Published
The 80th Korean Congress of Radiology (KCR 2024)
Authors
Pin Jui Huang1 , Wen Tai1 , Yongxiang Wang1 , Dongmyung Shin2 , Minkyung Lee2
Affiliations
1MarketechInternationalCorporation, Chinese Taipei
2Radisen Co. Ltd.,Korea, Republic of
mklee317@gmail.com
*to be published soon.
Abstract
To evaluate the diagnostic performance of an AI algorithm that integrates deep learning-based denoising and classification models in detecting pneumonia on low-dose, noisy pediatric chest radiographs.

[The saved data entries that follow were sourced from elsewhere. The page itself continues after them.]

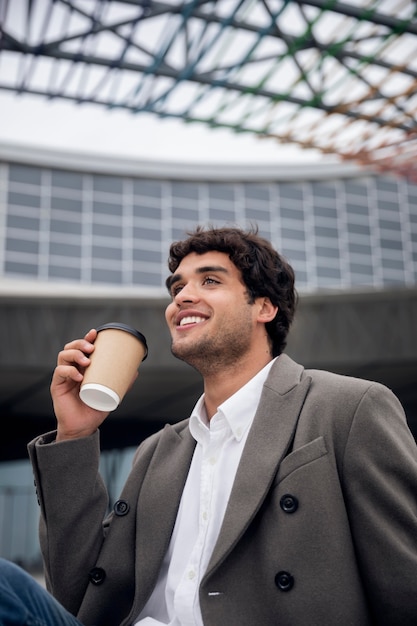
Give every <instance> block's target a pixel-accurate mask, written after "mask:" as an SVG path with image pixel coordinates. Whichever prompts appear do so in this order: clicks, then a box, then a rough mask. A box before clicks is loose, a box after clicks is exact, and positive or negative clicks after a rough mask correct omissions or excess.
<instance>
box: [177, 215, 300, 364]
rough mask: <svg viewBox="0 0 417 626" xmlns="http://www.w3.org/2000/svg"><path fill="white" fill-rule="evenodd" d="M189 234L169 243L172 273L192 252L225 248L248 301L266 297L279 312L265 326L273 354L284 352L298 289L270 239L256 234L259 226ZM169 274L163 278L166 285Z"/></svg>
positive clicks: (188, 232)
mask: <svg viewBox="0 0 417 626" xmlns="http://www.w3.org/2000/svg"><path fill="white" fill-rule="evenodd" d="M187 235H188V238H187V239H184V240H183V241H176V242H173V243H172V244H171V247H170V250H169V258H168V267H169V270H170V271H171V272H172V273H174V272H175V271H176V269H177V268H178V266H179V264H180V263H181V261H182V259H183V258H184V257H186V256H187V255H188V254H190V253H191V252H195V253H197V254H204V253H205V252H209V251H210V250H216V251H218V252H225V253H226V254H227V255H228V256H229V258H230V260H231V261H232V262H233V263H234V265H235V266H236V267H237V268H238V270H240V272H241V275H242V279H243V282H244V283H245V285H246V287H247V291H248V297H249V302H251V303H252V302H254V300H255V298H258V297H263V296H265V297H268V298H269V299H270V300H271V302H272V304H274V305H276V306H278V312H277V314H276V316H275V318H274V319H273V320H271V321H270V322H268V323H267V324H266V325H265V327H266V330H267V332H268V335H269V338H270V340H271V343H272V353H273V356H278V355H279V354H281V352H283V350H284V348H285V346H286V344H287V334H288V331H289V329H290V326H291V323H292V321H293V319H294V314H295V309H296V306H297V300H298V297H297V292H296V290H295V287H294V282H295V275H294V270H293V268H292V267H291V265H289V263H288V262H287V261H286V260H285V259H284V258H283V257H282V256H281V255H280V254H279V253H278V252H277V251H276V250H275V249H274V248H273V246H272V245H271V243H270V242H269V241H268V240H267V239H264V238H263V237H260V236H259V235H258V227H257V226H252V228H251V229H249V230H246V231H245V230H242V229H240V228H226V227H225V228H213V227H211V226H210V227H207V228H204V227H203V226H197V227H196V229H195V230H194V231H188V232H187ZM169 285H170V277H168V278H167V280H166V286H167V287H168V288H169Z"/></svg>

Reducing radiation exposure is crucial for pediatric patients. However, low-dose radiographs often contain noises, which can affect diagnostic accuracy. To address this, we utilized a pediatric pneumonia chest X-ray (PPCX) dataset to synthesize low-dose, noisy radiographs for AI-based pneumonia detection. A denoising AI model (DnCNN) was trained in a supervised manner using 220 radiographs randomly selected from the PPCX dataset. The original radiographs were used as targets and simulated noisy radiographs as training input. Synthetic Gaussian noises (σ_G∈ {5, 10, 15, 20}) were added to mimic thermal and electrical noises in low-dose X-ray images. Moreover, we also considered adding synthetic Poisson-Gaussian noises (σ_G=10, σ_P ∈ {10, 20, 30}) to simulate the random nature of photon detectors. After developing the denoising AI model, we integrated a classification AI model (ResNet-50) for pneumonia detection. This model was trained with am official training split of the PPCX dataset (3735 for pneumonia; 1295 for non-pneumonia), excluding images used in training the denoising model. While training, we froze the denoising model and added the samedegree of synthetic noises used for denoising AI development to the training samples. An official evaluation split of PPCX (375 for pneumonia; 225 for non-pneumonia) was used. Sensitivity, specificity, and area under curve of ROC curve (AUC-ROC) were measured using the test radiographs with different levels of synthetic noises.